Nous nous hâtâmes vers la zone d’embarquement, pour découvrir que son vol était soudainement retardé ” pour raisons opérationnelles “. Elle pâlit.

” C’est lui, ” dit-elle. ” Il a des gens ici. “

Ce n’était plus une simple faveur aléatoire. C’était une course effrénée pour protéger une femme traquée par les siens… et j’étais la seule personne à ses côtés.

Mais le pire n’était pas encore arrivé.

Nous trouvâmes une petite pièce presque déserte, à l’écart du hall principal.
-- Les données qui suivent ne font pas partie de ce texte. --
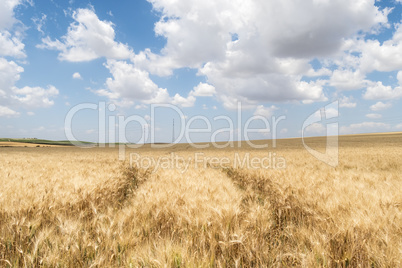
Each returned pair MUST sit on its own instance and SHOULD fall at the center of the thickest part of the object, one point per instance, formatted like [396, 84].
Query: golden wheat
[83, 207]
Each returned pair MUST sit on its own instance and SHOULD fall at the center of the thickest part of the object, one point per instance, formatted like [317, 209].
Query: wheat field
[73, 207]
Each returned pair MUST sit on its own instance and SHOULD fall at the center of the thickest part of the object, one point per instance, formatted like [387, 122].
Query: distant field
[187, 207]
[26, 142]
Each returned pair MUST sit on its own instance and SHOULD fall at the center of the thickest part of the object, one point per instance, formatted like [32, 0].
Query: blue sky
[277, 58]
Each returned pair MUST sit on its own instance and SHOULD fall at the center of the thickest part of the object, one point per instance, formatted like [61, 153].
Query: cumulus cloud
[373, 116]
[88, 38]
[379, 106]
[7, 18]
[378, 91]
[203, 90]
[12, 97]
[347, 80]
[265, 111]
[365, 127]
[77, 75]
[383, 57]
[27, 97]
[11, 45]
[259, 51]
[7, 112]
[347, 102]
[129, 84]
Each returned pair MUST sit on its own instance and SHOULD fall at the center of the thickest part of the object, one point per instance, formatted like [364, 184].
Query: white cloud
[315, 129]
[184, 102]
[203, 90]
[364, 128]
[378, 91]
[7, 18]
[77, 76]
[275, 41]
[373, 116]
[383, 57]
[11, 45]
[265, 111]
[379, 106]
[7, 112]
[88, 38]
[27, 97]
[130, 84]
[347, 102]
[40, 22]
[35, 97]
[347, 80]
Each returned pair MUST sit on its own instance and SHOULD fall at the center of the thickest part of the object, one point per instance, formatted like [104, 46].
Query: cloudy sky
[277, 58]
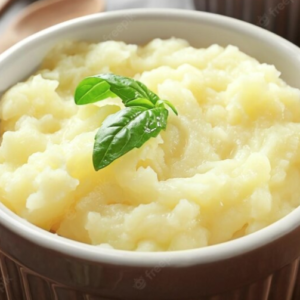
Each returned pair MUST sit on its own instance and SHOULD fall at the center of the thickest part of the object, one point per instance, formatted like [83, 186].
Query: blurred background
[20, 18]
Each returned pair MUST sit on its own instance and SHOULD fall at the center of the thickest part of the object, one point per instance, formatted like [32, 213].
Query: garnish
[143, 117]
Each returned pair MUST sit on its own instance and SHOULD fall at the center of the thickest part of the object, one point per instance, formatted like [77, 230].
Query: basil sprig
[143, 117]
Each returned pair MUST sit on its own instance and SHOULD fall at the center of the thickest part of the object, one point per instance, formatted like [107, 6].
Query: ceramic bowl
[38, 265]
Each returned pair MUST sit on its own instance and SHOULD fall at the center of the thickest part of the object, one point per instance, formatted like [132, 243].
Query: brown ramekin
[279, 16]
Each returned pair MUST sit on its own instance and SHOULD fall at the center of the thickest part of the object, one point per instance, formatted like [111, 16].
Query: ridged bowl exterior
[30, 272]
[33, 272]
[279, 16]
Claire s’assit pour tenter de calmer sa respiration tandis que je restais près de la porte, comme si je pouvais repousser tout danger.

” Cela ne peut pas continuer, ” dis-je enfin. ” Il nous faut un plan. “

” Il y a quelque chose que je ne t’ai pas dit, ” chuchota-t-elle sans lever la tête.

Un frisson me parcourut.

” Claire, sois honnête avec moi. Sinon, je ne pourrai pas t’aider. ” Elle avala difficilement.
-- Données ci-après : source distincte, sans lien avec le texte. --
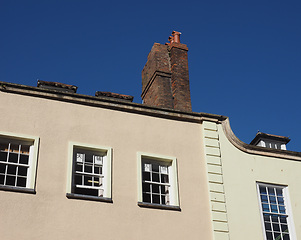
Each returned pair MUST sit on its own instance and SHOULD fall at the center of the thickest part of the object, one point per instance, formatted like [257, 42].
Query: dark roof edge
[110, 103]
[252, 149]
[261, 135]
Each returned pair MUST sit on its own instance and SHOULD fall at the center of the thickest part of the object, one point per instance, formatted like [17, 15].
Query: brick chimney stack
[165, 78]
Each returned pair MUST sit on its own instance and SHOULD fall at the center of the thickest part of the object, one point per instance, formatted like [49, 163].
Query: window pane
[146, 197]
[11, 169]
[2, 168]
[2, 179]
[146, 187]
[284, 228]
[271, 191]
[272, 199]
[3, 156]
[265, 207]
[279, 192]
[98, 160]
[155, 177]
[268, 226]
[13, 157]
[262, 190]
[146, 176]
[280, 200]
[264, 198]
[79, 167]
[25, 149]
[156, 199]
[274, 208]
[21, 182]
[87, 181]
[155, 188]
[269, 236]
[155, 167]
[276, 227]
[286, 237]
[147, 167]
[78, 179]
[282, 209]
[80, 157]
[22, 171]
[88, 168]
[10, 180]
[24, 159]
[164, 169]
[164, 178]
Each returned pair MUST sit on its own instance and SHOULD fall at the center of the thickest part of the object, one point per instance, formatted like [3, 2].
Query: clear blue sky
[244, 56]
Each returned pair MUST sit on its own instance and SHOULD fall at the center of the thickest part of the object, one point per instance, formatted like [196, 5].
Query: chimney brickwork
[165, 78]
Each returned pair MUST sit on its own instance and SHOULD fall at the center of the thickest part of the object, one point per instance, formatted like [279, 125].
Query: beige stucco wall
[241, 171]
[48, 214]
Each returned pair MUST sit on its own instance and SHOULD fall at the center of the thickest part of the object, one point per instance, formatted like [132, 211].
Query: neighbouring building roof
[265, 136]
[57, 86]
[114, 95]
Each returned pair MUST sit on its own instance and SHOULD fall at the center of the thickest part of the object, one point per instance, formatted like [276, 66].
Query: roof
[115, 95]
[266, 136]
[57, 86]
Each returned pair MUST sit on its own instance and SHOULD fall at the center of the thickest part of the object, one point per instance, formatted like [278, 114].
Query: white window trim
[173, 176]
[290, 222]
[33, 156]
[107, 167]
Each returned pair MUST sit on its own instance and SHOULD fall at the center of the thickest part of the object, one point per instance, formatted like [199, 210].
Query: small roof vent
[270, 141]
[114, 95]
[57, 86]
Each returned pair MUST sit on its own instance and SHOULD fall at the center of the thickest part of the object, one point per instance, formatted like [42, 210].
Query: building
[74, 166]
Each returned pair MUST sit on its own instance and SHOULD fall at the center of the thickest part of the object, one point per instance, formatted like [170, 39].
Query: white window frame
[288, 211]
[33, 143]
[171, 162]
[106, 170]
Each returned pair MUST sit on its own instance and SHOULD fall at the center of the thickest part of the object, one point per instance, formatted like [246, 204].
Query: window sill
[17, 189]
[158, 206]
[90, 198]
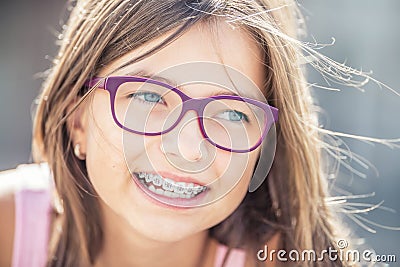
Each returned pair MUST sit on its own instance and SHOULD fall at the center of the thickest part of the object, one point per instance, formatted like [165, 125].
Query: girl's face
[113, 155]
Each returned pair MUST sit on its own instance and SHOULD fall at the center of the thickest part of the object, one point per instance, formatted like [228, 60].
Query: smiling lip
[174, 203]
[178, 178]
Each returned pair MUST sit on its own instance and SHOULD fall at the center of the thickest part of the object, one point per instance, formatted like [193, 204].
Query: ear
[77, 126]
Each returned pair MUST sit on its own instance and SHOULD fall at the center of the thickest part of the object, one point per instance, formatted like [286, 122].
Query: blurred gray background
[367, 38]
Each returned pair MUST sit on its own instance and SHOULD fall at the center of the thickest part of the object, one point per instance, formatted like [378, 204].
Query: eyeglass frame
[112, 83]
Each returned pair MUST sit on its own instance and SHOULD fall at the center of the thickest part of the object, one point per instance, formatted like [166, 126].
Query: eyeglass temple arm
[92, 82]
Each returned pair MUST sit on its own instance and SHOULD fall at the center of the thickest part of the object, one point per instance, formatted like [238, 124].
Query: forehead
[211, 53]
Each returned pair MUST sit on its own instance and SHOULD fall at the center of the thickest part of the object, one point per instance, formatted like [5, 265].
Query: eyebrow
[144, 74]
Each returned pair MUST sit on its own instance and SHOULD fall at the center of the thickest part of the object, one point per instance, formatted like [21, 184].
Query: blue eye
[148, 97]
[233, 115]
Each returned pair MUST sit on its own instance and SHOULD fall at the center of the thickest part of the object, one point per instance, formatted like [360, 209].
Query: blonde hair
[291, 202]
” Je n’ai pas juste trouvé des irrégularités. J’ai des preuves… des documents signés par mon père qui confirment qu’il a approuvé des pots-de-vin pour obtenir des contrats gouvernementaux. Cela déjà c’est grave, mais il y a plus. Des implications pénales. Des personnes importantes sont liées à tout cela. “

Je restai figé.

” Claire… c’est énorme. “

” As-tu les documents ? “

” Oui. Je les ai sur moi. C’est pour ça qu’il veut m’attraper. Si j’arrive à Chicago et que je rencontre le journaliste, cette histoire sera dévoilée. “

Tout s’éclairait soudain.

” Pourquoi me fais-tu confiance ? ” demandai-je.

” Parce que je t’ai vu dans la file du café, ” dit-elle avec un sourire triste. ” Tu semblais… quelqu’un sur qui on peut compter. Et je n’avais personne d’autre. “

Avant que je ne réponde, des pas résonnèrent dans le couloir. Deux des hommes qui nous suivaient approchaient. Je regardai l’heure : plus d’une heure avant le prochain vol.
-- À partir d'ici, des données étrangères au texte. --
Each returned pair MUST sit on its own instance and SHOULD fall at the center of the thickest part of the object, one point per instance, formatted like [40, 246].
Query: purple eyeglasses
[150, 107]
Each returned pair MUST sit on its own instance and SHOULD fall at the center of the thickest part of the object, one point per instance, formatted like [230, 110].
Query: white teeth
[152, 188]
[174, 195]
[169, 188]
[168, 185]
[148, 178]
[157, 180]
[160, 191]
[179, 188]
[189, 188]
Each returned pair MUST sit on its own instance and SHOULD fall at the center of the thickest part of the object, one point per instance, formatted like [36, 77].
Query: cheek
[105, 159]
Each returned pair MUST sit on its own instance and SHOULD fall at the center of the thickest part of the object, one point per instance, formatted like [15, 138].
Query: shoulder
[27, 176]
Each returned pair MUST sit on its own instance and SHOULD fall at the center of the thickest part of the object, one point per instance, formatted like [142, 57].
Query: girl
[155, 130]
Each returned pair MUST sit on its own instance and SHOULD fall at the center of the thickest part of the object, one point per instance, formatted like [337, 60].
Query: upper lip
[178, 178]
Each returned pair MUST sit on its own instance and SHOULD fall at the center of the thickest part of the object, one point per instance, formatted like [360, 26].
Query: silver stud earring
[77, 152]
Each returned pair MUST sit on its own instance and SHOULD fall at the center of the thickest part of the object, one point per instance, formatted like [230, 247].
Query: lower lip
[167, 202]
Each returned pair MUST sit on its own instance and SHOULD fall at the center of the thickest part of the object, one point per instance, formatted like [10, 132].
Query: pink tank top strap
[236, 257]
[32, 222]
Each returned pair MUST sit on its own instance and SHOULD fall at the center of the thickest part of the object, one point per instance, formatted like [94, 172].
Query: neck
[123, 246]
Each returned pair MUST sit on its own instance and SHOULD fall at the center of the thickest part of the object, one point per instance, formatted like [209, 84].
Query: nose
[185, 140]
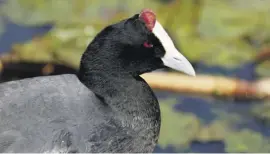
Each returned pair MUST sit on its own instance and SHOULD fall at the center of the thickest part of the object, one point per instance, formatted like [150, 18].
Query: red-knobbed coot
[106, 107]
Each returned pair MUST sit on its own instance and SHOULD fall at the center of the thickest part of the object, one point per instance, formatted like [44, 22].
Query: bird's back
[51, 114]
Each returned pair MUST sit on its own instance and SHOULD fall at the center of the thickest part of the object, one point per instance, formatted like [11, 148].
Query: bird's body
[62, 115]
[106, 107]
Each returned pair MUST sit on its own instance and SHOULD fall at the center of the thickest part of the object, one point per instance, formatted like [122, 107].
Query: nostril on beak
[177, 59]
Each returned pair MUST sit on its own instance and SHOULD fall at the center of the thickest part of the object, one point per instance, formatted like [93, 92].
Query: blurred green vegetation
[216, 32]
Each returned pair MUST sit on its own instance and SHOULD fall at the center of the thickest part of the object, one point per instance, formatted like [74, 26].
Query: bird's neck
[130, 99]
[123, 93]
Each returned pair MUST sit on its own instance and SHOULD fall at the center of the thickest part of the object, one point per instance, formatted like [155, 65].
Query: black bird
[106, 107]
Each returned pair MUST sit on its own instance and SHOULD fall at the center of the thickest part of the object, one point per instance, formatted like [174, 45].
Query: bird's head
[135, 45]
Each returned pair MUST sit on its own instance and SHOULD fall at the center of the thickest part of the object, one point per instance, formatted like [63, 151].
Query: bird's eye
[147, 44]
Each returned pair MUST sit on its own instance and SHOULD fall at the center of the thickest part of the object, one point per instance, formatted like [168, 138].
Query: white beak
[172, 58]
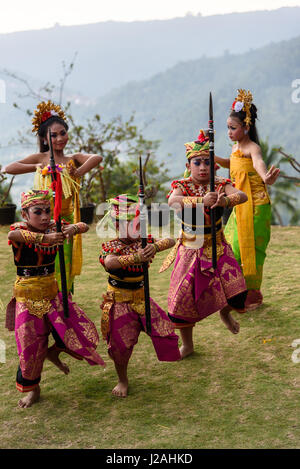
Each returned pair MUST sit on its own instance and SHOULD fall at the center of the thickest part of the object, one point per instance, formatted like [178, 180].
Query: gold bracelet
[32, 237]
[234, 199]
[81, 227]
[162, 244]
[227, 201]
[192, 200]
[76, 229]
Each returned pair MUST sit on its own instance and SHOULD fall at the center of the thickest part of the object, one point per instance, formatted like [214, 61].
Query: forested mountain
[113, 53]
[175, 103]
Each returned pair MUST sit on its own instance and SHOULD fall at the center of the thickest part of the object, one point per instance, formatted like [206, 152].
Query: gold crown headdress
[44, 111]
[243, 102]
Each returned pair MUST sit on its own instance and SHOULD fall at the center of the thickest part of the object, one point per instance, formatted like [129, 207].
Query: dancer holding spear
[127, 308]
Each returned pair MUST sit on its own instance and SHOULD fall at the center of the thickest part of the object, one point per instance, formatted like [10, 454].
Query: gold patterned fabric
[135, 298]
[70, 207]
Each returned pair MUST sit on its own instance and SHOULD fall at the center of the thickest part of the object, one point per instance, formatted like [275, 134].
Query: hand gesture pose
[271, 175]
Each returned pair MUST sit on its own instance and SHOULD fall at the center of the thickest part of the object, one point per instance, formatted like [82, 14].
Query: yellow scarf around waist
[239, 169]
[70, 205]
[36, 293]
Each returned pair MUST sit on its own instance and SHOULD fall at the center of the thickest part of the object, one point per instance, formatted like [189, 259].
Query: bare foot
[186, 350]
[53, 356]
[229, 322]
[121, 390]
[31, 398]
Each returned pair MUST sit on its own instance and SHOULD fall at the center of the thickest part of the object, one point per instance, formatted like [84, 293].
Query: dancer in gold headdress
[72, 168]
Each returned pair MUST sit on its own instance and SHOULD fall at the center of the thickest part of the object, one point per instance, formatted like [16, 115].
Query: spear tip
[210, 107]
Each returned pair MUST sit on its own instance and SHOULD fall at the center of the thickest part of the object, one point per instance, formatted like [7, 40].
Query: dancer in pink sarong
[123, 308]
[196, 289]
[37, 307]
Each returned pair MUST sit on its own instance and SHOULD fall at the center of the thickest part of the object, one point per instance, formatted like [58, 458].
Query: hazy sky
[20, 15]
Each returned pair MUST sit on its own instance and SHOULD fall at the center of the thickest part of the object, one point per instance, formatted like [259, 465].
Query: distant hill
[175, 102]
[113, 53]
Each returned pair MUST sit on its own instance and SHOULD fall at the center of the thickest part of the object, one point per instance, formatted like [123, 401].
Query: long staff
[143, 225]
[212, 180]
[55, 180]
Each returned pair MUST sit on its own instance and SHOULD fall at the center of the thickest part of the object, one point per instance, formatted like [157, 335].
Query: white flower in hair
[238, 106]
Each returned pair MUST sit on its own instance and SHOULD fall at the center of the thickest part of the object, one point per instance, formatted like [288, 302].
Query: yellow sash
[239, 169]
[70, 189]
[36, 292]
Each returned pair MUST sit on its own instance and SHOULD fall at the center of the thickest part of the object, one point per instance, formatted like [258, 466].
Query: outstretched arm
[224, 162]
[26, 165]
[268, 176]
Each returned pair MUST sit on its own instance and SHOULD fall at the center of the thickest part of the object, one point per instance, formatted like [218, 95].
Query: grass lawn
[234, 392]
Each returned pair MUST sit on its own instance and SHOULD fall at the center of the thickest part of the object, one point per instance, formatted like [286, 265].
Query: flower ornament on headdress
[43, 112]
[243, 102]
[198, 147]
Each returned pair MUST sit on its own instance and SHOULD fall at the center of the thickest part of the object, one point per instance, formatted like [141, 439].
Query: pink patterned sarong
[77, 332]
[125, 325]
[196, 290]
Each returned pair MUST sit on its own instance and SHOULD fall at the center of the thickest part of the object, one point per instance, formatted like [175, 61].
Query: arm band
[130, 259]
[31, 237]
[162, 244]
[192, 200]
[234, 199]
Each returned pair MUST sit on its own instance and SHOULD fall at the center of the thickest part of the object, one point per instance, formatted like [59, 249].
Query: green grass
[233, 392]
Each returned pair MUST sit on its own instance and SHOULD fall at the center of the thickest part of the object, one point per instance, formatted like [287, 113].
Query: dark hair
[241, 115]
[43, 129]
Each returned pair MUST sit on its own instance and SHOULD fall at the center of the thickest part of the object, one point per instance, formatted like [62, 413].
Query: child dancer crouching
[123, 315]
[38, 304]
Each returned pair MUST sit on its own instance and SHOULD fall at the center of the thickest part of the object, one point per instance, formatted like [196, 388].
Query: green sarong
[262, 231]
[68, 250]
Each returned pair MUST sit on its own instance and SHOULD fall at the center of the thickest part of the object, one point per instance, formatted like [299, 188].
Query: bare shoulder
[34, 158]
[254, 150]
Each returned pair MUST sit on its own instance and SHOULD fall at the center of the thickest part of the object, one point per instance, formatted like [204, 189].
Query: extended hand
[271, 175]
[147, 253]
[68, 231]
” Il faut partir maintenant, ” dis-je en l’aidant à se relever.

Nous gagnâmes un autre terminal, serpentant parmi les différents couloirs et nous mêlant aux groupes de voyageurs. Malgré moi, je ne cessais d’apercevoir les hommes à nouveau et encore. Ils ne couraient pas, ne criaient pas, ne poussaient pas. Ils suivaient simplement – calmes, sûrs d’eux, confiants, comme si le temps leur appartenait.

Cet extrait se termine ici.